A bill has died in the Georgia Senate that would have allowed cities and counties to continue to use automated cameras at intersections, but with new restrictions on them.
The Senate Public Safety and Homeland Security Committee voted to table the bill – HB77 – in the waning hours of the legislative session, effectively killing it. The House previously approved it after removing a requirement to prohibit localities from using the technology to ticket drivers.
The cameras snap pictures of red-light runners or speeders’ vehicle tags. A ticket for as much as $70 is mailed to the vehicles’ owners, regardless who was driving at the time.
Sponsored by Rep. Barry Loudermilk, R-Cassville, the bill would have mandated that 75 percent of the profit local governments would otherwise make from violators be directed to the state’s general fund for trauma care.
Supporters of the bill said the change would help ensure that cities are using the cameras to improve safety and not as money makers.
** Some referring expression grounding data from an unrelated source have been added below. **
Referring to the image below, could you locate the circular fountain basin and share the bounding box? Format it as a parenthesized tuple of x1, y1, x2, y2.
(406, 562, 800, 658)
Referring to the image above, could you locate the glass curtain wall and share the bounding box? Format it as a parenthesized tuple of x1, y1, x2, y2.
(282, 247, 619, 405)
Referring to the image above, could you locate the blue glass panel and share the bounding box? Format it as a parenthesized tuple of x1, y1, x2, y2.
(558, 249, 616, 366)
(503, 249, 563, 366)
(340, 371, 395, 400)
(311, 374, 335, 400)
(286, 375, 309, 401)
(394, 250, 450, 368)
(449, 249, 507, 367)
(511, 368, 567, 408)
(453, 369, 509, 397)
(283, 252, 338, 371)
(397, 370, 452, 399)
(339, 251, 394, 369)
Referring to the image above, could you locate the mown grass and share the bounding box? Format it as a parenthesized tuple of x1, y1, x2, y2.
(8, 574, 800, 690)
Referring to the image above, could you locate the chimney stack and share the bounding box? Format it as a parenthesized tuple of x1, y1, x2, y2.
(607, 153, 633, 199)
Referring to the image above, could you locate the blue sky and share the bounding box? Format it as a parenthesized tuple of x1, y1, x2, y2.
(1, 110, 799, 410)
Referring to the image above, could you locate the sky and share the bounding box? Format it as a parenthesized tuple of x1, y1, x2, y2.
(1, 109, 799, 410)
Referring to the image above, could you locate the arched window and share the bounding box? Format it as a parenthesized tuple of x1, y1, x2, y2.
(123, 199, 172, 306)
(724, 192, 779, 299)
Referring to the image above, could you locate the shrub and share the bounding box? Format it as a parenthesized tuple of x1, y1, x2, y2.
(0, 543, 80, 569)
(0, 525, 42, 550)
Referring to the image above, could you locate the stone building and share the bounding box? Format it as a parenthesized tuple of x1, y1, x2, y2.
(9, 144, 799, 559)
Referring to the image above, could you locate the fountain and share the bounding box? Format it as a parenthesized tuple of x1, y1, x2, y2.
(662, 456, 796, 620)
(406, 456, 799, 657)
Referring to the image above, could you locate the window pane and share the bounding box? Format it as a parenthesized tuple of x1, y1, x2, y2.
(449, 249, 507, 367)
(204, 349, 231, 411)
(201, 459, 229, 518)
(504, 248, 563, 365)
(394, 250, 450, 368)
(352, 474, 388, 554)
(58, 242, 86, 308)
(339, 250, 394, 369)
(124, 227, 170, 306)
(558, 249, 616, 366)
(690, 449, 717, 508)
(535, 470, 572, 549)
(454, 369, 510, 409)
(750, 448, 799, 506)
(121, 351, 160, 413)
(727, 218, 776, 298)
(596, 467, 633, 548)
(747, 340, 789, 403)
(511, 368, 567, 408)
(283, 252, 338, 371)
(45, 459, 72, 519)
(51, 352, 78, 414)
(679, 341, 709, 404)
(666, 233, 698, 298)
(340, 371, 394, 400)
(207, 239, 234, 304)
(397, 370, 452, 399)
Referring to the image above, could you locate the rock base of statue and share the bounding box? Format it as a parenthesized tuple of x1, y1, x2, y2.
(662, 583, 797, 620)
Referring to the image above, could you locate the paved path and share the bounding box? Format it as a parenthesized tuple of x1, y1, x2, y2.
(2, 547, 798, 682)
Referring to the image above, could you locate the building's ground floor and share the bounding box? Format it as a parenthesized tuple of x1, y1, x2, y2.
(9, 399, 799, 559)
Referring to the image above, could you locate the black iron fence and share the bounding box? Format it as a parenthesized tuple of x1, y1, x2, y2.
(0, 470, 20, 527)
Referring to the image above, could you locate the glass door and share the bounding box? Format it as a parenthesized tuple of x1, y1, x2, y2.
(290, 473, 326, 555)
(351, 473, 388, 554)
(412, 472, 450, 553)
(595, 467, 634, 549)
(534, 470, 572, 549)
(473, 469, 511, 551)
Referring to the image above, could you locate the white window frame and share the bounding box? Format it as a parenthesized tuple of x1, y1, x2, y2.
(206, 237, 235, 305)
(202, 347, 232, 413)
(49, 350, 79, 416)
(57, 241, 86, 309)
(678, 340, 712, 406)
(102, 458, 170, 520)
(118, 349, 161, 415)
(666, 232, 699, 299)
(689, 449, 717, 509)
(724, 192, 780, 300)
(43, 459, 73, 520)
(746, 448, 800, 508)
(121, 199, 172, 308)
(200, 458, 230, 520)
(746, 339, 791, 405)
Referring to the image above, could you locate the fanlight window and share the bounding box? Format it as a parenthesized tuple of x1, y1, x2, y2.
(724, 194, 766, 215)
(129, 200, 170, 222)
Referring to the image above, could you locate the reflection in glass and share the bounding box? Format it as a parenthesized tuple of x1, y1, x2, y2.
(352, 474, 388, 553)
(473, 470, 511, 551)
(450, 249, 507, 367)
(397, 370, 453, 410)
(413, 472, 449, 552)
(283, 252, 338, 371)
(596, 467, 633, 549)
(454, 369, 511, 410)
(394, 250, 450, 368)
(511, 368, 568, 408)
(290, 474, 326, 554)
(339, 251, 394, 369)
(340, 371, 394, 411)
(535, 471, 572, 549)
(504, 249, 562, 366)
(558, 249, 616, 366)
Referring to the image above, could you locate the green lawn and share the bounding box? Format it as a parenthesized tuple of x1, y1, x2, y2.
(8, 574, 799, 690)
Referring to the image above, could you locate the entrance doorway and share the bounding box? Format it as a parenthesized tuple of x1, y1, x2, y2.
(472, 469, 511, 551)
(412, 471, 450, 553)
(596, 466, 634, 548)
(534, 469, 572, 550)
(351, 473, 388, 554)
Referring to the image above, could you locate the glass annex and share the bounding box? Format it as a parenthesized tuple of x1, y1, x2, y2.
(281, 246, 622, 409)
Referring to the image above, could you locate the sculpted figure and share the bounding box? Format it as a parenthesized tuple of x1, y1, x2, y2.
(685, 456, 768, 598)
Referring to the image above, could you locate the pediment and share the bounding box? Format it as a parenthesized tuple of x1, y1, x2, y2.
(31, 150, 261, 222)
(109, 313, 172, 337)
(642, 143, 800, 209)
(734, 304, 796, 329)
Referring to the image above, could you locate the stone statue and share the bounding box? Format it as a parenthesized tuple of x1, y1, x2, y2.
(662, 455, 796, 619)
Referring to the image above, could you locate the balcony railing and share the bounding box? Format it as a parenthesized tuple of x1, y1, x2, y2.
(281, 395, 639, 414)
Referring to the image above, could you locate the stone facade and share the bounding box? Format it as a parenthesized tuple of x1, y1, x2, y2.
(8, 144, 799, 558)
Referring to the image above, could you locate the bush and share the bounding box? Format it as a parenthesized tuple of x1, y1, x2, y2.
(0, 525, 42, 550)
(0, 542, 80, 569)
Opponents said it would be unfair to force cities willing to invest in the cameras to give most of the fine revenue to the state. They also questioned whether the state’s trauma network actually would get the money.
The bill also would have prohibited local governments from decreasing the duration of traffic lights’ amber time. In addition, it would have required traffic engineering studies before cameras are posted.
As introduced, Loudermilk’s bill sought to repeal the six-year-old Georgia law relating to traffic signal monitoring devices. The more than 20 cities and counties across the state that have since posted the cameras would have been required to take them down.
Some lawmakers said the rewritten bill would accomplish a similar goal because cities and counties would be less likely to install cameras if they can’t keep the bulk of profits, the Macon Telegraph reported.